沢山のそこに住んでいる、生きている人を見て自分が守らないと、と気持ちを新たにした。
「シャオマオ。お前にはたくさんの苦労をかける。生まれ変わってまで―」
「ううん。シャオマオったら、愛のお話が大好きなの。そこは変わってない。シャオマオ、とっても楽しみなのよ。二人がそれぞれの愛をどうするのか」
にっこりと笑って見せると、思いつめたような表情をしていた銀狼は、少し驚いた表情をして、ふうっとため息をついた。
「シャオマオ。お前にはかなわない。妖精だから、星の愛し子だから・・・いや、シャオマオだからだ。
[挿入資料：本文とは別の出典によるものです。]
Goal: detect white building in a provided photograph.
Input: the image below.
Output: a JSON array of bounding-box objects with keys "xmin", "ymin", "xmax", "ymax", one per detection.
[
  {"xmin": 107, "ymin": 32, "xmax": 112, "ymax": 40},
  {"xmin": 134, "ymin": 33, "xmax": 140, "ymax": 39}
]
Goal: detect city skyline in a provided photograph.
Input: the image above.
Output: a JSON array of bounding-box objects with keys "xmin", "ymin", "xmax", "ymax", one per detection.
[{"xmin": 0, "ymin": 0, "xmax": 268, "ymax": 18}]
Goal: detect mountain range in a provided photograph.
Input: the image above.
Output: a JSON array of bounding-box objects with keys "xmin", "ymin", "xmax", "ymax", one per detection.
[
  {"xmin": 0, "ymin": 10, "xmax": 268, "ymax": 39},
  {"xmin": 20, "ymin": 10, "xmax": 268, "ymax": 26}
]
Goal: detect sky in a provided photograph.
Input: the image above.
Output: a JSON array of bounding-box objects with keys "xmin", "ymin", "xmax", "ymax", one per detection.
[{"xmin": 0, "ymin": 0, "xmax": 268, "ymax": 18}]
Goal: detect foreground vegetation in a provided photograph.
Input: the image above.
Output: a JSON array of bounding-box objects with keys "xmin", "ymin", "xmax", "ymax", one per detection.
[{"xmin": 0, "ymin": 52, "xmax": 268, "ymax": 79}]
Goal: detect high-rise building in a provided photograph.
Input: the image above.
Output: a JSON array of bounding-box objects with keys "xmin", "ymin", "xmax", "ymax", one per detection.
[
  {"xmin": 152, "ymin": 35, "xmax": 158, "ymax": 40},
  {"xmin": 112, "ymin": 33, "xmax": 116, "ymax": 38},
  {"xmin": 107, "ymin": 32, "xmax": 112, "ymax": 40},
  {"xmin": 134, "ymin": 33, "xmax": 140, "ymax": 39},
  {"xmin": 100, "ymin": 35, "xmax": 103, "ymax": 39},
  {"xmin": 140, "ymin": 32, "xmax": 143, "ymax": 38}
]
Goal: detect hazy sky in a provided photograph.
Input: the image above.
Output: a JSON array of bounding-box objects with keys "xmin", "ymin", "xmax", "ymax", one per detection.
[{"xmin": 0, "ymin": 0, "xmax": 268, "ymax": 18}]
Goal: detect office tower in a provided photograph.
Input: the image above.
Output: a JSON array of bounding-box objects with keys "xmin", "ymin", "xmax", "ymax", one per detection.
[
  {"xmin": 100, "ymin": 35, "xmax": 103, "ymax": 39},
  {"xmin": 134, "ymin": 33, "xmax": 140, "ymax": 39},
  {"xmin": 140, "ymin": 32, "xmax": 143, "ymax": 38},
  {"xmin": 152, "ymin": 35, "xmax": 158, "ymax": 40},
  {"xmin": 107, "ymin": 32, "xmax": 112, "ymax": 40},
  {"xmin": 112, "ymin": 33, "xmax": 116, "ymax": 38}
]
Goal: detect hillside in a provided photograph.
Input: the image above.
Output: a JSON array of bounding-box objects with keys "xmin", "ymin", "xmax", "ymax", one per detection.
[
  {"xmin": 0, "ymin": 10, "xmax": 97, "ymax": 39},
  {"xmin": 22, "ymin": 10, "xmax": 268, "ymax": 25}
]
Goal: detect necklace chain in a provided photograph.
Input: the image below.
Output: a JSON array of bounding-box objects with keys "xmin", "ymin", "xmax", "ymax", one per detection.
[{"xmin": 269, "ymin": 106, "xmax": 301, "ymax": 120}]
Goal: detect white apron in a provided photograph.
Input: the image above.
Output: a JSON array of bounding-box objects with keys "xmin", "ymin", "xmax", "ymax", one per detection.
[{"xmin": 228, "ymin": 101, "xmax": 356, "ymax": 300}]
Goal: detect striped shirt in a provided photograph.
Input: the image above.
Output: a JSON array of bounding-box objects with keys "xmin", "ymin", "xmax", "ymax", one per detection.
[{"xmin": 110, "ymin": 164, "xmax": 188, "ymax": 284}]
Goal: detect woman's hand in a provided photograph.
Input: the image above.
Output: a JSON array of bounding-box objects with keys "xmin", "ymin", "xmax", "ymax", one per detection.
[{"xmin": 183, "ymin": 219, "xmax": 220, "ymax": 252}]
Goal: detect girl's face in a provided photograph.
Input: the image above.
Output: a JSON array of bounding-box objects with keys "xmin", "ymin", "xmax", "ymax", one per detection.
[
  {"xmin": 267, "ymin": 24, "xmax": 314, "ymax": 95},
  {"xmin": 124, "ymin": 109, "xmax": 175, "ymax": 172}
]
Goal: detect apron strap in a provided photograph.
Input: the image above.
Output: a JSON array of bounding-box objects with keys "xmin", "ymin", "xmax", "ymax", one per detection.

シャオマオというお前には、この星の愛の形がすべて詰まっているんだろうな」
いつの間にか、座っているシャオマオの目の前に、銀狼が立っていた。
頭にそっと置かれた手が、頬を滑り、ちょっとつまんで触り心地を試した後に、背中に回り、シャオマオを抱きしめた。
クリー二の木の実の香り。
恋人に捧げる果実の香り。
ユエと同じでも、少し違う香り。
「ありがとう。シャオマオ。これからお前には辛い選択をたくさん強いるかもしれないが、もうすぐなんだ。銀と金を助けてくれ」
「銀狼様。金狼様との愛を見届けさせてね。この星のことはシャオマオが守るから」
きゅうっと銀狼の体を抱きしめたところで目が覚めた。
「今日のシャオマオは積極的だね」
「・・・むう?ユエ?」
「シャオマオから抱き着いてくれるなんて、幸せだ。もう少し寝ていようか」
ちゅっちゅと頭頂部にユエの唇が当たる。
心地よい。
心地よい眠り。
心地よいユエの声の振動。
心地よい香り。
「ユエ。大好き」
「ありがとう。俺も桃花を愛してる」
久しぶりに聞く自分の真名。
愛おしい。
シャオマオは今ここにある愛をかみしめながら、二度寝のために瞳を閉じた。